What would your reality look like if it were a book? For me, it manifests as Dark Kastle—a surreal, ever-shifting labyrinth reflecting our distorted, hyperreal state. Inspired by Jean Baudrillard’s concept of hyperreality, my work explores the collapse of boundaries between truth and simulation, reality and myth. This isn’t just a societal transformation—it’s a psychological one, reshaping how we perceive ourselves and the world around us.
Dark Kastle is my response to this condition: a hand-drawn comix and art magazine that engages with the absurdity, confusion, and fragmentation of contemporary life. The castle itself is a metaphor for our hybrid digital-physical reality—absurd, creepy, and constantly shifting—where certainty is elusive and moral clarity is muddled. It’s not about escape, but about confrontation. I describe the work as anti-escapist fantasy: using fantasy to reflect, rather than escape, the world we live in.

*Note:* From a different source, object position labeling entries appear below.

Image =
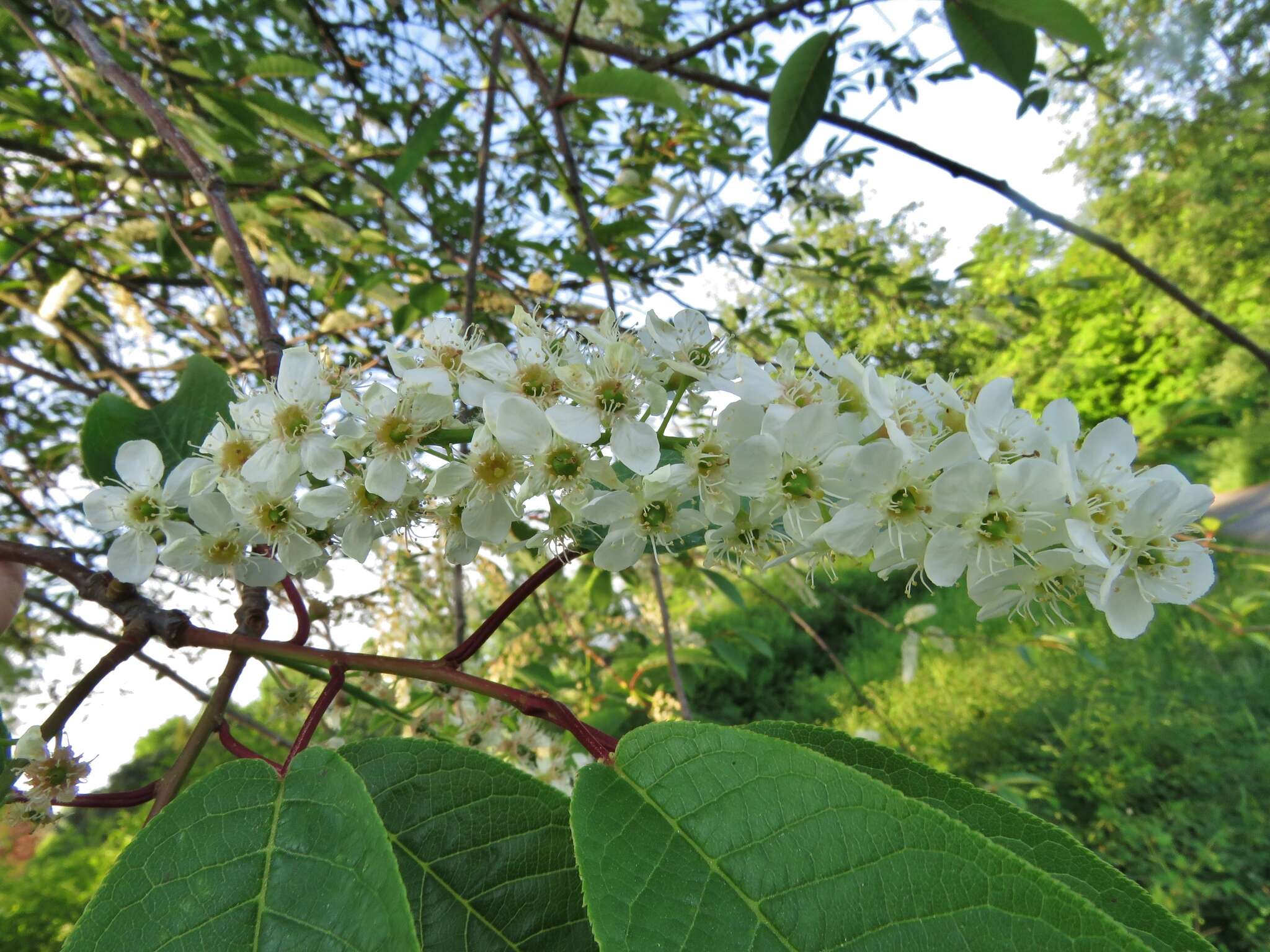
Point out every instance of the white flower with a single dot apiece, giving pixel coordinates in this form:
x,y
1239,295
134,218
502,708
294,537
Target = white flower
x,y
140,507
223,551
287,419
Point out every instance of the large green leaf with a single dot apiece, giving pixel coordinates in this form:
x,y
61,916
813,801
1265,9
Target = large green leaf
x,y
177,426
1006,48
708,837
799,95
1042,844
1059,18
422,141
484,848
247,861
630,83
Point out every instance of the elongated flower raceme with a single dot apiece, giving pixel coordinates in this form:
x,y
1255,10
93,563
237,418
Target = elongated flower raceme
x,y
559,439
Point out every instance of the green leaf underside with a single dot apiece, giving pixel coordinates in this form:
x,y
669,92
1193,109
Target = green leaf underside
x,y
708,837
422,141
1006,48
247,861
1059,18
483,848
177,426
1039,843
799,95
633,84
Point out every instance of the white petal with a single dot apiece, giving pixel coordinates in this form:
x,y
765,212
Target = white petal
x,y
636,444
1127,611
133,558
946,555
102,508
326,501
385,478
619,551
577,423
517,423
211,513
489,519
139,464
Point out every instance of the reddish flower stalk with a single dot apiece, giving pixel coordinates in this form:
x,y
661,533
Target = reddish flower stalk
x,y
242,751
499,615
301,610
319,708
110,799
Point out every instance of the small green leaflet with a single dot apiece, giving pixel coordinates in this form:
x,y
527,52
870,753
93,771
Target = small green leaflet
x,y
1059,18
633,84
422,141
281,65
1006,48
247,861
799,95
483,848
177,426
1042,844
703,837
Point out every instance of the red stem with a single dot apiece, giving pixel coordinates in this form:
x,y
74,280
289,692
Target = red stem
x,y
301,610
319,708
242,751
511,603
123,798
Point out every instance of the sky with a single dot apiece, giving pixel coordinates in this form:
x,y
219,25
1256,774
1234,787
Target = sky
x,y
972,121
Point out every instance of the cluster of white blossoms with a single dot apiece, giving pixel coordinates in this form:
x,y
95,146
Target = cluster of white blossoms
x,y
561,441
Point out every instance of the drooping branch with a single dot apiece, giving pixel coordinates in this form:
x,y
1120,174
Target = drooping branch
x,y
573,179
941,162
473,644
68,15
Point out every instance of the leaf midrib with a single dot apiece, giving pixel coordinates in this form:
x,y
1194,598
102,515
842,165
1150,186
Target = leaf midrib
x,y
710,862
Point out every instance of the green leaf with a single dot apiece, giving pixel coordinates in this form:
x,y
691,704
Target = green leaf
x,y
484,848
281,65
630,83
709,837
1037,842
422,141
1006,48
1059,18
727,587
247,861
290,117
177,426
799,95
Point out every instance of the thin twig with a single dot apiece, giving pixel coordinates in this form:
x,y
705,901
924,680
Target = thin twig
x,y
672,666
954,168
471,645
68,15
573,179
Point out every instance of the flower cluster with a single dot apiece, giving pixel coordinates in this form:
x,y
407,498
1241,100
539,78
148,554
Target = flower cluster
x,y
559,441
51,777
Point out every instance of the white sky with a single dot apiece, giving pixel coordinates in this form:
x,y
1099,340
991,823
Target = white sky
x,y
972,121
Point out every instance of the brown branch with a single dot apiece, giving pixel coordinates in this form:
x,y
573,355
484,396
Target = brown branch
x,y
487,131
133,641
511,603
253,619
573,179
68,15
672,666
953,168
158,667
723,36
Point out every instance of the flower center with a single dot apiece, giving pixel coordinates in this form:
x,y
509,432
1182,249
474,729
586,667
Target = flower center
x,y
798,483
996,526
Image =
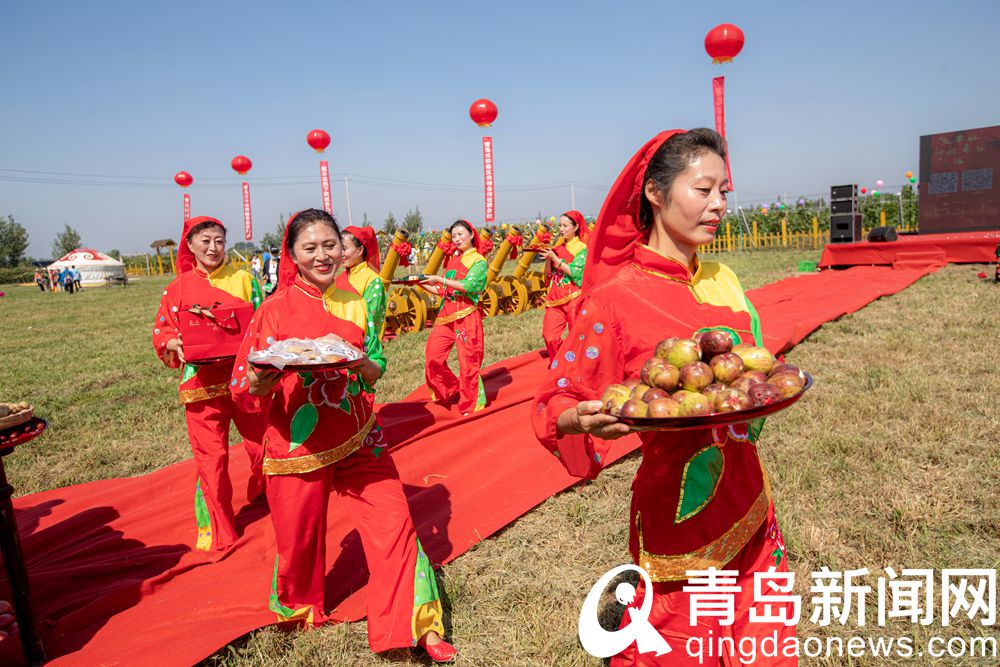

Created through traditional dip-pen illustration, the magazine emphasizes physicality and imperfection. Each line and hatch is intentional, creating layered gray areas between stark blacks and whites—visual metaphors for the ambiguity of truth, morality, and meaning. This analog process is both aesthetic and political: a way of resisting the alienation and automation of digital tools, and reclaiming artistic instinct in an era dominated by algorithmic perfection.
The magazine contains short comics, longer narratives, and stand-alone illustrations, all bound together by the shared setting of The Dark Kastle. The publication offers an alternative to the algorithm-driven mindless consumption of digital content, reconnecting audiences with artisan media and engaging with narrative art physically.
Ultimately, Dark Kastle is not an answer but a reflection—a visual exploration of what it feels like to navigate a world where reality itself is uncertain. It’s a personal and generational statement, created by hand, open to interpretation, striving for authenticity.